Based on that experience I have come to one key, but maybe, counter-intuitive truth about interchange formats:
- Too much freedom is bad.
Why? Generating interchange data is cheaper than consuming it, because the creator only needs to consider the stuff they want to include, whereas the consumer needs to consider every single possible edge case and or scenario the format itself can support.
This is why XML is WAY more costly to ingest than CSV, because in XML someone is going to use: attributes, CDATA, namespaces, comments, different declaration, includes, et al. In CVS they're going to use rows, a format separator, and quotes (with or without escaping). That's it. That's all it supports.
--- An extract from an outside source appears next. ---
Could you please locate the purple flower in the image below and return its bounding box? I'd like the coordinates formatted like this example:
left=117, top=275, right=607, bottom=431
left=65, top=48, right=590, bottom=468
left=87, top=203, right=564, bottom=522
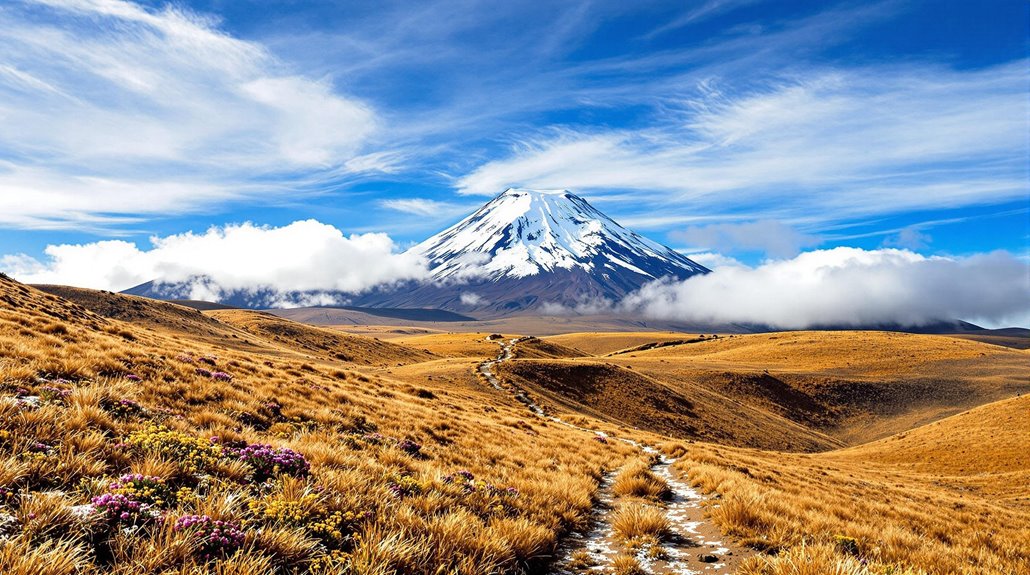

Sqlite as an interchange format is a HORRIFYING suggestion, because every single feature Sqlite supports may need to be supported by consumers. Even if you curtailed Sqlite's vast feature set, you've still created something vastly more expensive to consume than XML, which itself is obnoxious.
My favorite interchange formats are, in order:
- CVS, JSON (inc. NDJSON), YAML, XML, BSON (due to type system), MessagePack, Protobuf, [Giant Gap] Sqlite, Excel (xlsx, et al)
More features mean more cost, more edge cases, more failures, more complex consumers. Keep in mind, this is ONLY about interchange formats between two parties, I have wildly different opinions about what I would use for my own application where I am only ever the creator/consumer, I actually love Sqlite for THAT.